The last time more than a million people were vaccinated in a single day was June 11, according to the CDC. At that time, vaccination rates had been steadily declining since early April, when more than 3 million people were vaccinated daily. The doses were coveted, sending some people looking for shots.

Healthcare workers treat a patient in a negative pressure room in the Covid-19 intensive care unit (ICU) at Freeman Hospital West in Joplin, Missouri, United States on Tuesday, August 3, 2021. (Angus Mordant / Bloomberg via Getty Images)

Health workers are treating a COVID-19 patient in the intensive care unit at Freeman Hospital West in Joplin, Missouri on Tuesday. (Angus Mordant / Bloomberg via Getty Images)

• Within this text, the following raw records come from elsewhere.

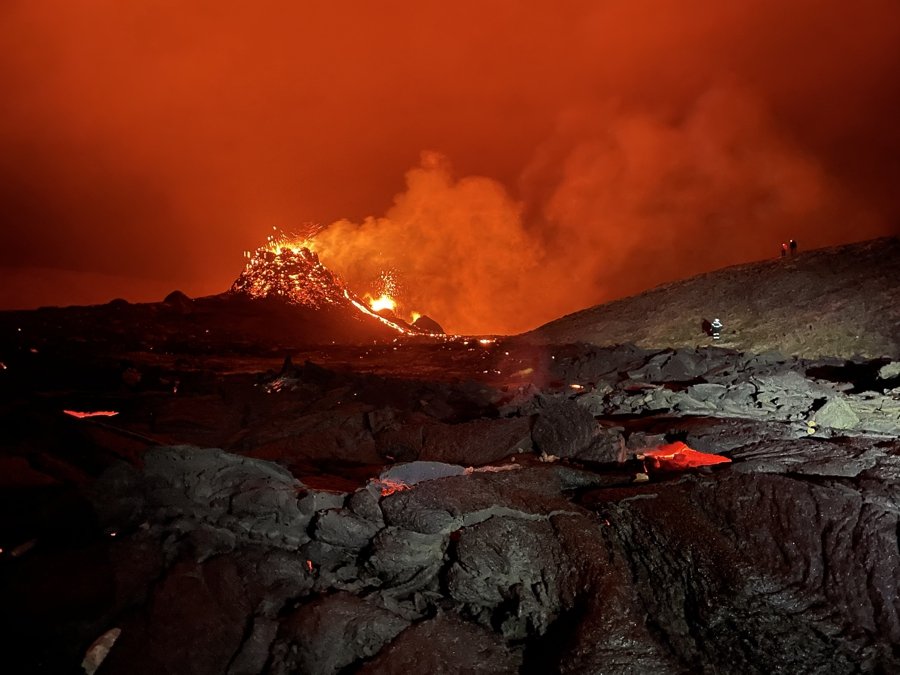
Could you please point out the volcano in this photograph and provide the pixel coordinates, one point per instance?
(295, 275)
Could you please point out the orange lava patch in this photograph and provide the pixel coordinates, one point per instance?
(93, 413)
(678, 457)
(389, 487)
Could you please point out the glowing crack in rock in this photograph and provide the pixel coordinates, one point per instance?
(388, 486)
(678, 456)
(92, 413)
(383, 302)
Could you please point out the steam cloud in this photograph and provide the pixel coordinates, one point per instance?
(582, 150)
(615, 201)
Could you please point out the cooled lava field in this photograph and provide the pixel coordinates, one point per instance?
(224, 485)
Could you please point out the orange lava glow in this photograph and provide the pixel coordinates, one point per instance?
(511, 166)
(92, 413)
(389, 486)
(678, 456)
(383, 302)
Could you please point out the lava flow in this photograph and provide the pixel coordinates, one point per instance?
(289, 268)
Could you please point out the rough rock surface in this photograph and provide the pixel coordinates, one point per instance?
(358, 523)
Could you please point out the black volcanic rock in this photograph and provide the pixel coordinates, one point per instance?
(426, 324)
(179, 302)
(564, 429)
(307, 638)
(445, 645)
(806, 305)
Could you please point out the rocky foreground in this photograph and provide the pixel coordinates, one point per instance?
(315, 521)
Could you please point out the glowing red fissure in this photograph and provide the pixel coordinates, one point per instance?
(678, 456)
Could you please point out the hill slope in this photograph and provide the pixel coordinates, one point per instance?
(842, 301)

Now that the Delta variant has made landfall, people are eager to get the vaccine again. But it takes up to two weeks for a fully immunized person to develop antibodies to the coronavirus, and people now receiving their first injection of mRNA vaccines from Pfizer or Moderna will have to wait several weeks before receiving a second injection. without which there is little protection against Delta.

Nothing can be done about these waiting periods, which means the coronavirus will continue to spread through much of August, even as governors like Ron DeSantis of Florida and Greg Abbott of Texas have resisted the warrants. mask that would provide an additional layer of protection.

Earlier this week – about a month later than expected – the nation reached President Biden’s goal of immunizing 70 percent of American adults. Yet experts now believe that around 80% of the population must be vaccinated (or maintain natural immunity against previous COVID-19 disease) to gain herd immunity.

Today’s picture is significantly darker than it was a month ago, when the end of the pandemic seemed near. “We are closer than ever to declaring our independence from a deadly virus,” Biden said at a White House event on July 4.

Now, all of a sudden, independence seems more distant. There are fears of new closures, schools returning to Zoom, canceled weddings and vacations. There are debates over moratoriums on deportations and travel restrictions. The masks are back. The same is true for the duration of this pandemic. For at least a little longer, it seems.